A comprehensive GPU memory profiler for PyTorch and TensorFlow with CLI, visualization, and analytics
Project description
Stormlog
Interactive Textual dashboard with live monitoring, visualizations, and CLI automation.
A production-ready, open source tool for real-time GPU memory profiling, leak detection, and optimization in PyTorch and TensorFlow deep learning workflows.
Why use Stormlog?
- Prevent Out-of-Memory Crashes: Catch memory leaks and inefficiencies before they crash your training.
- Optimize Model Performance: Get actionable insights and recommendations for memory usage.
- Works with PyTorch & TensorFlow: Unified interface for both major frameworks.
- Beautiful Visualizations: Timeline plots, heatmaps, and interactive dashboards.
- CLI & API: Use from Python or the command line.
Features
- Real-time GPU memory monitoring
- Memory leak detection & alerts
- Interactive and static visualizations
- Context-aware profiling (decorators, context managers)
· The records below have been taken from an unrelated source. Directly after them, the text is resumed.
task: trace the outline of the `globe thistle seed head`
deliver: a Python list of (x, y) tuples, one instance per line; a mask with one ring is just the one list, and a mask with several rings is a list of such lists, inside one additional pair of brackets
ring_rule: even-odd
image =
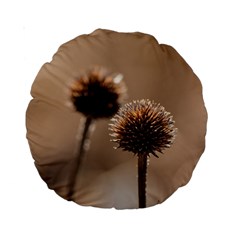
[(121, 74), (109, 73), (95, 67), (71, 86), (71, 100), (75, 109), (92, 118), (109, 118), (119, 109), (126, 97)]
[(125, 104), (111, 119), (112, 141), (117, 148), (134, 154), (152, 153), (169, 148), (176, 135), (173, 117), (163, 106), (150, 100)]

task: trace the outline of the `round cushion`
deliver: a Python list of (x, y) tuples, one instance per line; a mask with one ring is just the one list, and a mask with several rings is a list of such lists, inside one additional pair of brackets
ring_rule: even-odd
[[(159, 158), (151, 156), (148, 166), (147, 206), (161, 203), (190, 180), (204, 151), (207, 112), (201, 83), (189, 65), (174, 48), (148, 34), (98, 29), (61, 45), (52, 61), (41, 67), (26, 112), (35, 166), (47, 186), (66, 198), (85, 118), (69, 107), (69, 88), (96, 65), (123, 74), (126, 102), (154, 100), (173, 115), (178, 128), (175, 142)], [(109, 122), (95, 121), (73, 201), (102, 208), (138, 208), (137, 156), (113, 148)]]

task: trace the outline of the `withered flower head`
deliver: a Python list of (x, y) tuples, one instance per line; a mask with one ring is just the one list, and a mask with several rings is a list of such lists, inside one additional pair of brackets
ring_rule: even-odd
[(118, 148), (134, 154), (163, 153), (176, 135), (173, 117), (163, 106), (150, 100), (125, 104), (112, 118), (111, 136)]
[(71, 100), (77, 111), (87, 117), (108, 118), (119, 109), (126, 96), (121, 74), (95, 67), (71, 87)]

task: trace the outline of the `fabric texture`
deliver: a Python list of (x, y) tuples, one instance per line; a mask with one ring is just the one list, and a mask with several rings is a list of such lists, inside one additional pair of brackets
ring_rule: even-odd
[[(151, 156), (148, 167), (147, 206), (161, 203), (190, 180), (204, 151), (207, 112), (198, 77), (174, 48), (159, 44), (151, 35), (98, 29), (63, 44), (42, 66), (26, 112), (27, 139), (38, 172), (50, 189), (66, 197), (84, 118), (69, 107), (69, 88), (95, 65), (123, 74), (127, 102), (154, 100), (176, 121), (173, 146), (159, 158)], [(74, 201), (102, 208), (138, 208), (137, 157), (113, 149), (108, 124), (108, 119), (95, 122)]]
- CLI tools for automation
- Data export (CSV, JSON)
- CPU compatibility mode
Installation
From PyPI
Package page: https://pypi.org/project/stormlog/
# Basic installation
pip install stormlog
# With visualization support
pip install stormlog[viz]
# With optional dependencies
pip install stormlog[torch] # PyTorch support
pip install stormlog[tf] # TensorFlow support
pip install stormlog[all] # Both frameworks
pip install stormlog[dev] # Development tools
pip install stormlog[test] # Testing dependencies
pip install stormlog[docs] # Documentation tools
From Source
git clone https://github.com/Silas-Asamoah/stormlog.git
cd stormlog
# Install in development mode
pip install -e .
# Install with visualization support
pip install -e .[viz]
# Install framework extras
pip install -e .[torch]
pip install -e .[tf]
pip install -e .[all]
# Install with development dependencies
pip install -e .[dev]
# Install with testing dependencies
pip install -e .[test]
Development Setup
# Clone and setup development environment
git clone https://github.com/Silas-Asamoah/stormlog.git
cd stormlog
python3 -m venv venv
source venv/bin/activate # On Windows: venv\Scripts\activate
pip install -e .[dev,test]
# Optional: include framework extras for integration tests
pip install -e .[dev,test,all]
pre-commit install
Note: Black formatting check is temporarily disabled in CI. Code formatting will be addressed in a separate PR.
Quick Start
PyTorch Example
from gpumemprof import GPUMemoryProfiler
profiler = GPUMemoryProfiler()
def train_step(model, data, target):
output = model(data)
loss = ...
loss.backward()
return loss
profile = profiler.profile_function(train_step, model, data, target)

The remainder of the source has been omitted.